Michael Wolgemut, Lamentation for the Dead Christ, epitaph for Georg Keyper, St. Lawrence’s Nuremberg. Wikimedia Commons. Author: Uoaei1

Then there was the Plague.  Originating in Central or East Asia, it reached Europe in 1347, brought by fleas on rats on Genoese merchant ships returning from the Crimea.  It killed somewhere between 75 and 200 million people, recurring sporadically across Europe for over 300 years and causing religious, social and economic upheaval. [4]  At the time its causes were unknown, so the Plague was variously blamed on an unfavourable conjunction of planets, noxious emanations from the earth, the weather, sick livestock, a pestilence-breathing giant who stalked the land (but not on 5G!).

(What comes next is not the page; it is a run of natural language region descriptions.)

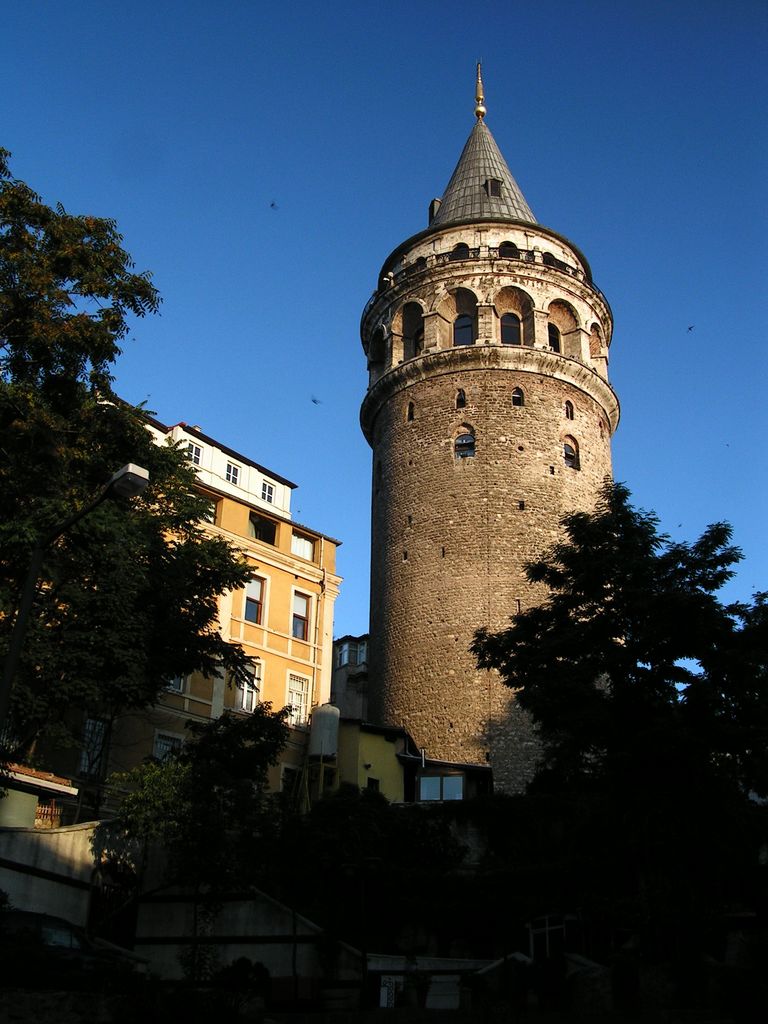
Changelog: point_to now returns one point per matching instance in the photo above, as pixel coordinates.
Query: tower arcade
(489, 416)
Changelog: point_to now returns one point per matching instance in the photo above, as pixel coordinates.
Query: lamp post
(129, 481)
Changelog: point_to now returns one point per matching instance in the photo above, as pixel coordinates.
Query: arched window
(464, 445)
(511, 334)
(464, 333)
(570, 454)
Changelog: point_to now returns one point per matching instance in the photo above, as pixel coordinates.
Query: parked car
(38, 950)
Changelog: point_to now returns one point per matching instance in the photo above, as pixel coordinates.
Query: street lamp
(129, 481)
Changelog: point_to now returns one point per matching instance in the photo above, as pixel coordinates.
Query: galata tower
(489, 416)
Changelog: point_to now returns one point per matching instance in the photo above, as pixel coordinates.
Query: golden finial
(480, 109)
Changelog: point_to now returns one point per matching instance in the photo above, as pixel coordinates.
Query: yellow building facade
(283, 619)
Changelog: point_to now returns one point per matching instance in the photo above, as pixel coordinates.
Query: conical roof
(471, 192)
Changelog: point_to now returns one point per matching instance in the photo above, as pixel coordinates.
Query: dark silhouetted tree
(127, 597)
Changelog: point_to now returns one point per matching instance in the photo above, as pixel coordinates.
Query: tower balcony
(495, 256)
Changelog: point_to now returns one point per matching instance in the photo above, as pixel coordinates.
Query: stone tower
(489, 416)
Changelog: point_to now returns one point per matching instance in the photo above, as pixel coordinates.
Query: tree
(205, 810)
(649, 698)
(127, 597)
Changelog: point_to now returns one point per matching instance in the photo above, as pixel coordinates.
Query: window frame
(441, 778)
(248, 694)
(177, 741)
(302, 539)
(297, 620)
(93, 748)
(511, 320)
(255, 521)
(467, 326)
(465, 450)
(250, 601)
(299, 713)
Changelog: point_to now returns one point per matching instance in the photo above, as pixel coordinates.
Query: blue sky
(636, 129)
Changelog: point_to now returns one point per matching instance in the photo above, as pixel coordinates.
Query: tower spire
(479, 96)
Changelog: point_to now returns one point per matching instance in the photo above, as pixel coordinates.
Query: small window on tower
(460, 252)
(570, 454)
(463, 331)
(464, 446)
(511, 330)
(508, 250)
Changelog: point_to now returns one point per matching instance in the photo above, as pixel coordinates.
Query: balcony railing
(492, 253)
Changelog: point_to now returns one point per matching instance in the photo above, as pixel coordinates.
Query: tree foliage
(650, 701)
(207, 807)
(128, 596)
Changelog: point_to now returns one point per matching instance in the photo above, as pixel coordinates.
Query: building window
(254, 605)
(461, 251)
(511, 330)
(508, 250)
(440, 787)
(212, 507)
(464, 446)
(463, 331)
(300, 617)
(249, 689)
(94, 733)
(261, 528)
(351, 652)
(570, 454)
(298, 698)
(166, 744)
(302, 546)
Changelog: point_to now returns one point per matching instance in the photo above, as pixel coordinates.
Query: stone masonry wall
(452, 539)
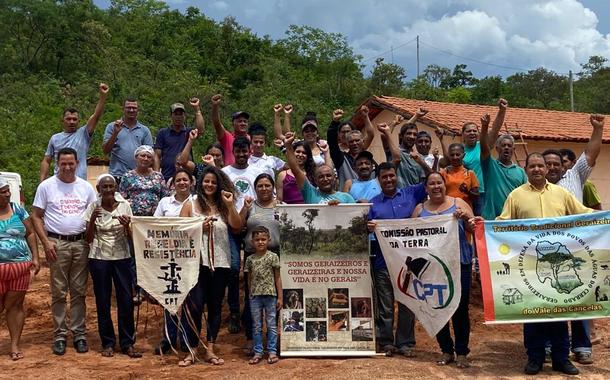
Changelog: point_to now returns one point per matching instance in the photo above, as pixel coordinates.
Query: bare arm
(99, 109)
(277, 121)
(108, 145)
(45, 164)
(183, 157)
(292, 161)
(498, 122)
(278, 287)
(157, 163)
(369, 130)
(279, 186)
(199, 121)
(30, 236)
(387, 138)
(218, 127)
(38, 222)
(595, 142)
(485, 148)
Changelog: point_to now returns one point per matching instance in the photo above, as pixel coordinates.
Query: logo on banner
(413, 282)
(557, 268)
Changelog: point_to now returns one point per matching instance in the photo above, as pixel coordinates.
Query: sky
(491, 37)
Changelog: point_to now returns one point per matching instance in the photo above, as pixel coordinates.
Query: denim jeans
(104, 274)
(258, 305)
(460, 320)
(384, 320)
(535, 335)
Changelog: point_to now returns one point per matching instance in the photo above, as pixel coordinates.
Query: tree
(458, 78)
(436, 74)
(386, 78)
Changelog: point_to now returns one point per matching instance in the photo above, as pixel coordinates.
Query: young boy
(263, 268)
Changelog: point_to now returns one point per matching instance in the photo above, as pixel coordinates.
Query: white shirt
(574, 179)
(169, 206)
(64, 204)
(110, 241)
(267, 164)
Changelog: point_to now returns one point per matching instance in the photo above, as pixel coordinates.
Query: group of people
(235, 187)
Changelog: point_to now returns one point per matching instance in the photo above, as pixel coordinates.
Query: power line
(389, 51)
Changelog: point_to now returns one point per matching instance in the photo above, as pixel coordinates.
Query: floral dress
(143, 192)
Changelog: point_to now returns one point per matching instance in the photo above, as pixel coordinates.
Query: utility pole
(571, 92)
(417, 38)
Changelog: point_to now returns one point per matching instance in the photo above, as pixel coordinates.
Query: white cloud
(557, 34)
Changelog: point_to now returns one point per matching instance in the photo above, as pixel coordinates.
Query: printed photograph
(315, 331)
(315, 307)
(361, 307)
(338, 298)
(292, 320)
(362, 330)
(293, 298)
(338, 320)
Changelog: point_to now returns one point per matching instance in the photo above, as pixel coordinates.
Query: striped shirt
(574, 179)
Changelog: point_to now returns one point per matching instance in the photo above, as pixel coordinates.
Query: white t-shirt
(169, 206)
(267, 164)
(64, 204)
(243, 179)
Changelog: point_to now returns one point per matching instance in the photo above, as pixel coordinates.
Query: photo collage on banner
(328, 307)
(552, 269)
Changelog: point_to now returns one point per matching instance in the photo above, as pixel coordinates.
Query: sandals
(446, 359)
(273, 358)
(131, 352)
(215, 360)
(256, 359)
(462, 361)
(186, 362)
(107, 352)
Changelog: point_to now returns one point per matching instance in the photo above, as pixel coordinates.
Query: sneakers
(566, 367)
(532, 367)
(583, 357)
(59, 347)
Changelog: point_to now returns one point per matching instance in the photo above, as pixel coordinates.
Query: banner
(553, 269)
(423, 259)
(328, 305)
(167, 254)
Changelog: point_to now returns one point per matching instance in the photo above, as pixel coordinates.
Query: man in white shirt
(57, 215)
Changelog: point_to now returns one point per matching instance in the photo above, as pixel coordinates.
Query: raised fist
(337, 114)
(485, 120)
(421, 112)
(104, 89)
(383, 128)
(597, 120)
(194, 102)
(216, 99)
(502, 104)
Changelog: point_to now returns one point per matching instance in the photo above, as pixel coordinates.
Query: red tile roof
(535, 124)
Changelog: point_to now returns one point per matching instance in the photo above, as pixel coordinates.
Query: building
(540, 129)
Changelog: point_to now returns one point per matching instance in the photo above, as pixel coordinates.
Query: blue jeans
(460, 320)
(104, 274)
(258, 304)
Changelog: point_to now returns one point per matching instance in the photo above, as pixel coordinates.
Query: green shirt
(472, 161)
(261, 269)
(590, 196)
(409, 171)
(500, 180)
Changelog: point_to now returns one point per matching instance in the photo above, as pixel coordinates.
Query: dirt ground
(497, 352)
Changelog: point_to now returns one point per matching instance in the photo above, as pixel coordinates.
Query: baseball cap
(240, 114)
(364, 154)
(176, 106)
(309, 122)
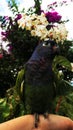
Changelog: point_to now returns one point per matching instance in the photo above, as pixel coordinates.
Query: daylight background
(65, 11)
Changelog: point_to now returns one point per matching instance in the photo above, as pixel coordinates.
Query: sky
(65, 11)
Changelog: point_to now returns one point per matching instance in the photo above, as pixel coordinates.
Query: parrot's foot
(46, 115)
(36, 119)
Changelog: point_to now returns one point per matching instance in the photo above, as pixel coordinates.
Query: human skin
(54, 122)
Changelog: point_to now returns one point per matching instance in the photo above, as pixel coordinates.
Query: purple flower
(6, 18)
(53, 17)
(18, 17)
(5, 34)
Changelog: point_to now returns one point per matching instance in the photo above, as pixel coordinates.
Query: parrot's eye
(46, 44)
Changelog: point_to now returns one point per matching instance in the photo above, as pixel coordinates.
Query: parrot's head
(46, 49)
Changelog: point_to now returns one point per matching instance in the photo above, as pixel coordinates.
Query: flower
(53, 17)
(37, 25)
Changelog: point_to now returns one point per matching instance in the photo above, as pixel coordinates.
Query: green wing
(62, 86)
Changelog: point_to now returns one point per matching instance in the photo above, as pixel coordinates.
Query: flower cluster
(37, 25)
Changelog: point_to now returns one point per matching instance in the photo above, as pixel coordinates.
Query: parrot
(36, 85)
(37, 88)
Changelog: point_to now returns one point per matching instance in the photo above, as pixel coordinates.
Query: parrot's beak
(56, 49)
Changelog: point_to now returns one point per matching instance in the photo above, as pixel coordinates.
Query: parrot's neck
(39, 71)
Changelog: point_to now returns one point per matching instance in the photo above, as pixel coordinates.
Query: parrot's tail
(37, 120)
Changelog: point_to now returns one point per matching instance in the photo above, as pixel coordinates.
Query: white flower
(36, 24)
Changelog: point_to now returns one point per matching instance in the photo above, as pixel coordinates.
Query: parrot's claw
(36, 119)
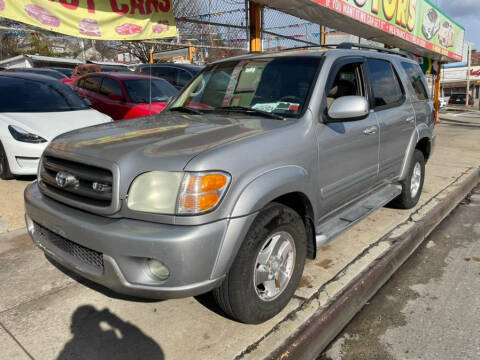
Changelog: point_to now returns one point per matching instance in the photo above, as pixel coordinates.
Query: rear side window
(110, 87)
(386, 87)
(415, 76)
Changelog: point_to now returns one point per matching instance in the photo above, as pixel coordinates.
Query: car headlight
(177, 193)
(24, 136)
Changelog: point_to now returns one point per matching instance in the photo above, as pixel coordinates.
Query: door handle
(370, 131)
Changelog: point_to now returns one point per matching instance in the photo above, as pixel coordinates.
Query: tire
(407, 200)
(5, 173)
(238, 296)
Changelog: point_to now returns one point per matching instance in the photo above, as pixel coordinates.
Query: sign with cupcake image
(96, 19)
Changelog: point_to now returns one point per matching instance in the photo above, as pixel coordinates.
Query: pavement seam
(48, 293)
(16, 341)
(341, 273)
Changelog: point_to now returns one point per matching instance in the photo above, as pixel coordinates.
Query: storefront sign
(96, 19)
(417, 21)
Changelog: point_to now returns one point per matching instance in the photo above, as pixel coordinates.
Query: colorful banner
(96, 19)
(417, 21)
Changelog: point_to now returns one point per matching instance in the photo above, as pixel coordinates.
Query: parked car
(91, 68)
(41, 71)
(460, 99)
(124, 96)
(34, 109)
(178, 75)
(68, 72)
(259, 161)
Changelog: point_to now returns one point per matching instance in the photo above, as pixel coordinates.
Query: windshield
(273, 85)
(139, 90)
(20, 95)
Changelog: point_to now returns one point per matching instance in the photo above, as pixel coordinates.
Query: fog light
(30, 225)
(158, 269)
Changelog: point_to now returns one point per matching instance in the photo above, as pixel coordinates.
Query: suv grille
(83, 254)
(93, 185)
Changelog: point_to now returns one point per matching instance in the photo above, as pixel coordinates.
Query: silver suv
(260, 160)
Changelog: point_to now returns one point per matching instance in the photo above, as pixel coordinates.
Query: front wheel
(268, 267)
(412, 186)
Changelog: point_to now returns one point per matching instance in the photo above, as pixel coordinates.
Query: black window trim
(399, 79)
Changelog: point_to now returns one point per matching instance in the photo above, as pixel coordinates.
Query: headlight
(24, 136)
(171, 193)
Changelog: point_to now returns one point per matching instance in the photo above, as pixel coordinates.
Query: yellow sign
(96, 19)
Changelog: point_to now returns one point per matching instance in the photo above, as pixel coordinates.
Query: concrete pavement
(429, 309)
(47, 315)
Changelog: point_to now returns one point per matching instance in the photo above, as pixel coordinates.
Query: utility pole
(469, 66)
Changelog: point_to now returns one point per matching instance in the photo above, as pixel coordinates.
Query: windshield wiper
(186, 109)
(248, 110)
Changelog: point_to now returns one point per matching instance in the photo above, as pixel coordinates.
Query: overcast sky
(467, 14)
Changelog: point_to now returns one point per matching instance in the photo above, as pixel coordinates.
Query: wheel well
(425, 147)
(301, 204)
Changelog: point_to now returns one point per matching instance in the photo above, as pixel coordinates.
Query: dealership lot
(45, 314)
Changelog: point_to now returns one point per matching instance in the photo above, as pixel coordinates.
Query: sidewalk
(46, 314)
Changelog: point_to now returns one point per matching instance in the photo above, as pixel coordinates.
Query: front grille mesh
(83, 254)
(94, 184)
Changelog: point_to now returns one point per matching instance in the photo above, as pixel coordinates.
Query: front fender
(421, 131)
(269, 186)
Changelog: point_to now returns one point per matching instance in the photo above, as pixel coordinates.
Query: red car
(124, 96)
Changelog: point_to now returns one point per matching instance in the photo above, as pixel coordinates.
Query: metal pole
(438, 80)
(255, 24)
(469, 66)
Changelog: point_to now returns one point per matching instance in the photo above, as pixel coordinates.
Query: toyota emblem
(66, 180)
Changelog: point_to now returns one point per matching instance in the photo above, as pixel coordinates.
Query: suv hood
(166, 141)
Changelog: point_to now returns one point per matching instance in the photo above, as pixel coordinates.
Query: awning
(417, 26)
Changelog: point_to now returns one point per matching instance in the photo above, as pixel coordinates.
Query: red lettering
(123, 10)
(91, 6)
(148, 6)
(164, 5)
(138, 5)
(70, 4)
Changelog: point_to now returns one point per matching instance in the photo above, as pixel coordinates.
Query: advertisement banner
(417, 21)
(96, 19)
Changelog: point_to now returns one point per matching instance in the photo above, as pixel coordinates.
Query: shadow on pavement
(103, 335)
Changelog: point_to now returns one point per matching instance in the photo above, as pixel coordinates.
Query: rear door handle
(370, 131)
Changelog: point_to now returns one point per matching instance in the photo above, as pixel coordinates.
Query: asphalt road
(430, 309)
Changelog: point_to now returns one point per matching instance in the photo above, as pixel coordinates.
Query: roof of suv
(320, 52)
(122, 75)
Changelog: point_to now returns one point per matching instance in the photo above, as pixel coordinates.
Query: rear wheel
(412, 186)
(268, 267)
(5, 173)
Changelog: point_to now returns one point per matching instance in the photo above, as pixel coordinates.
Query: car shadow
(97, 287)
(100, 334)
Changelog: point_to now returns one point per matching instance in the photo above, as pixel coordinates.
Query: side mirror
(115, 97)
(348, 108)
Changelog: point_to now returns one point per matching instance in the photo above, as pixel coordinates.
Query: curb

Katerina mentions the Plague and other epidemics in her letters, her thoughts going to her family in Nuremberg, vulnerable due to the city’s dense population, high number of visitors from abroad and even its own merchants returning home from pilgrimages or business trips.[5]  While the wealthy could take refuge in their country retreats ‒ some affluent Nuremberg families already owned houses in the surrounding territories ‒ the poor were worse affected, including in the villages around Maria Mai.  In a letter dated 19 February 1518, Katerina mentions eight children orphaned by their parents’ death from the pestilence.  Although isolated in the depths of rural Bavaria, the convent’s religious duty of charity and care for the poor and sick meant the nuns were, in practice, exposed to risk on more or less a daily basis.  Katerina ‒ who had lost her sister Felicitas to an earlier outbreak of the Plague ‒ sends her family the only remedy she knows:  ‘So I send [. . .] you each a little pomander. This is how they grow around here, with aromatic seeds. The fragrance is supposed to be good for warding off the bad vapors, and on it, in the quill of a feather, are the tau sign and many devotional words, which one should have on one’s person at the time of death.  […] May it please our dear Lord to be gracious and merciful to us all!’ (21 January 1518).

Saint Rochus Cemetery, Nuremberg, created to bury victims of the Plague epidemic in 1517‒18. Engraving by Samuel Michoviny, c. 1720. Wikimedia Commons

Dr Anne Simon, Associate Fellow IMLR


[1] The letters are a rich source for the lived reality not just of late-medieval monasticism, but also trade, artistic patronage, finance, transport, women’s networks and more:  Pepper for Prayer:  The Correspondence of the Birgittine Nun Katerina Lemmel, 1516‒1525, ed. and trans. by Volker Schier, Corine Schleif and Anne Simon (Stockholm: Runica et Mediaevalia, 2019).  Quotations are taken from this edition.

[2] Cornell Chronicle, 4 March 1998 [accessed 27 April 2020].

[3] Volker Schier, ‘Probing the Mystery of the Use of Saffron in Medieval Nunneries’, in Richard Newhauser and Corine Schleif (eds.), Pleasure and Danger in Perception. The Senses in the Middle Ages and the Renaissance (special issue of The Senses and Society, 5 (2010), pp. 57−72.

[4] For example, in England the Great Plague of 1665/66 killed around 100,000 people There was no vaccine, no cure and in crowded cities such as London (a population of c. 384,000 in 1662) no social distancing.  The rich self-isolated on their country estates; Charles II and his court moved to Salisbury and then Oxford; the Mayor of London and the city aldermen remained at their posts. The last outbreak of the Plague in this country occurred in Suffolk in 1910.

[5] After the initial outbreak the Black Death returned to Nuremberg in 1405, 1435, 1437, 1482, 1494, 1520 and 1534.  In a letter of 1 December 1520 Katerina mentions a family acquaintance whose business is affected:  ‘She[the Reverend Mother] is worried that he [a Herr Hess] doesn’t have cash, as he would if he were doing a lot of trading — which is being hindered by the plague’.